O DNA editado foi inserido em óvulos caninos sem núcleo. Diversos embriões foram gerados e implantados em cadelas. A maioria não vingou, mas quatro filhotes nasceram. Um morreu após 10 dias por rompimento intestinal, mas a necropsia descartou ligação com mutações genéticas.
Os pesquisadores agora acompanham o desenvolvimento dos animais, atentos a eventuais mudanças biológicas. “Estou fascinada para ver o que vai acontecer”, disse Shapiro.

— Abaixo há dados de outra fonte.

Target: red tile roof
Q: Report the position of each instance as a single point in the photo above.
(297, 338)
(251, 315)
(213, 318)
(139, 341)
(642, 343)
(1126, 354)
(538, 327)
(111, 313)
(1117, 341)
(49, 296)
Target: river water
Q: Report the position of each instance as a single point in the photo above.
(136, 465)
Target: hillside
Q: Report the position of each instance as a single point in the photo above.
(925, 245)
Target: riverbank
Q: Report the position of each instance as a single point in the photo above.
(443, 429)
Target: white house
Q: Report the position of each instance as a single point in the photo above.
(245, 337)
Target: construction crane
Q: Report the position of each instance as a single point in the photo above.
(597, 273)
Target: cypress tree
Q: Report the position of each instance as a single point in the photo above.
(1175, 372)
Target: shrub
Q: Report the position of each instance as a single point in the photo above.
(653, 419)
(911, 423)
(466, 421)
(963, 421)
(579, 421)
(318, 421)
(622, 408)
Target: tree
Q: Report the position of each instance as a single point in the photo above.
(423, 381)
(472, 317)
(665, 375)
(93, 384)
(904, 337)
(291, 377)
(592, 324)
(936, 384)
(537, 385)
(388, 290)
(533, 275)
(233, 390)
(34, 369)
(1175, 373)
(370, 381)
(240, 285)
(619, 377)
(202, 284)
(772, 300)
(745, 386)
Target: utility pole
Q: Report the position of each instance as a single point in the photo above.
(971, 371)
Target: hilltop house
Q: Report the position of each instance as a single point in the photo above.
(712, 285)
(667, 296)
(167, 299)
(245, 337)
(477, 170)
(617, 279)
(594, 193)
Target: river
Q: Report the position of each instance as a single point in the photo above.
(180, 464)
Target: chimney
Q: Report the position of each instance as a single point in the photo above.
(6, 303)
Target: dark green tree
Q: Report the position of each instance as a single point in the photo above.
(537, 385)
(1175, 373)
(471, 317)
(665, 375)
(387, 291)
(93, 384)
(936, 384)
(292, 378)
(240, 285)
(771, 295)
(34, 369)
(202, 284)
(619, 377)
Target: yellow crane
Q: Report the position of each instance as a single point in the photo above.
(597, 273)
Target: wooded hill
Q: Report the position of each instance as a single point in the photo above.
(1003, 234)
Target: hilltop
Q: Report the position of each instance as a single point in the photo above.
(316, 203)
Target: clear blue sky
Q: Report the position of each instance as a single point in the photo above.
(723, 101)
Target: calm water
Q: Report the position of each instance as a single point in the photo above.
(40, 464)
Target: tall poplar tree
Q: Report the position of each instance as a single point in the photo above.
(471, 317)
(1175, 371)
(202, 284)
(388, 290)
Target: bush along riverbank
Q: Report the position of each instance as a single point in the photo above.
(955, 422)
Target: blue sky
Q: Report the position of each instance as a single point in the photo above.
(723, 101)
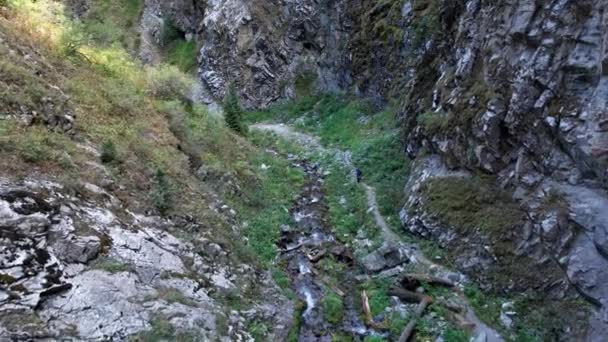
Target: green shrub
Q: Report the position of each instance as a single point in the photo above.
(183, 55)
(161, 191)
(455, 335)
(305, 84)
(169, 33)
(333, 308)
(468, 204)
(433, 122)
(233, 113)
(167, 82)
(108, 152)
(258, 330)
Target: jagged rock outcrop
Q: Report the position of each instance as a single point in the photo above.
(91, 270)
(264, 48)
(515, 90)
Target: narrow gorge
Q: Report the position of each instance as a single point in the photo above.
(303, 170)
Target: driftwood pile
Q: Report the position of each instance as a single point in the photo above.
(405, 289)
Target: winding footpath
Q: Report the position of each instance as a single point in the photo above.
(481, 331)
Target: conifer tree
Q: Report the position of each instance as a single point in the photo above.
(233, 113)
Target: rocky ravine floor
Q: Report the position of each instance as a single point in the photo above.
(83, 267)
(373, 263)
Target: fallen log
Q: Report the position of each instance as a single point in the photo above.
(409, 328)
(416, 278)
(406, 295)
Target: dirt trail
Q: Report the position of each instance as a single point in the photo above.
(481, 331)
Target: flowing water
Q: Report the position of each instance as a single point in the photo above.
(304, 247)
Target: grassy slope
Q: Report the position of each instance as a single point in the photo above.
(137, 116)
(349, 124)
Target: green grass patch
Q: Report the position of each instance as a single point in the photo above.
(183, 54)
(377, 292)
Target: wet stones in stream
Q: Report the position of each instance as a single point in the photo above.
(303, 248)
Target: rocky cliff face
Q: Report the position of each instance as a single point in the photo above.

Ela ressaltou, no entanto, que os filhotes pouco revelam sobre o comportamento dos lobos terríveis. “Adoraria saber como se comportavam na natureza, mas estes estão vivendo como se fosse num Ritz Carlton. Se tiverem uma farpa, a gente fica sabendo.”
A Colossal também tem dialogado com comunidades indígenas nos EUA. A Nação MHA, em Dakota do Norte, demonstrou interesse. “Sua presença nos lembraria da nossa responsabilidade como guardiões da Terra”, disse o chefe tribal Mark Fox, em nota.
Mas, soltos na natureza, esses animais enfrentariam um ambiente muito diferente da Era do Gelo. Suas presas típicas estão extintas ou em números reduzidos. Para sobreviver, teriam de caçar animais menores e disputar território com lobos-cinzentos.
Esses, por sua vez, continuam ameaçados — inclusive pela caça, problema que a engenharia genética não resolve.
No mês passado, 60 organizações ambientais protestaram contra um projeto de lei que retira o lobo-cinzento da lista de espécies ameaçadas. A mudança, segundo os grupos, aumentaria a caça e reduziria ainda mais a população.
“Se aprovada, a lei equivaleria a uma sentença de morte para milhares de lobos no país”, escreveram.
Fora do projeto da Colossal, Julie Meachen afirmou ter sentimentos mistos sobre o tema.
“A criança dentro de mim quer ver como eles são”, disse. “Mas tenho dúvidas. Já enfrentamos desafios com os lobos de hoje.”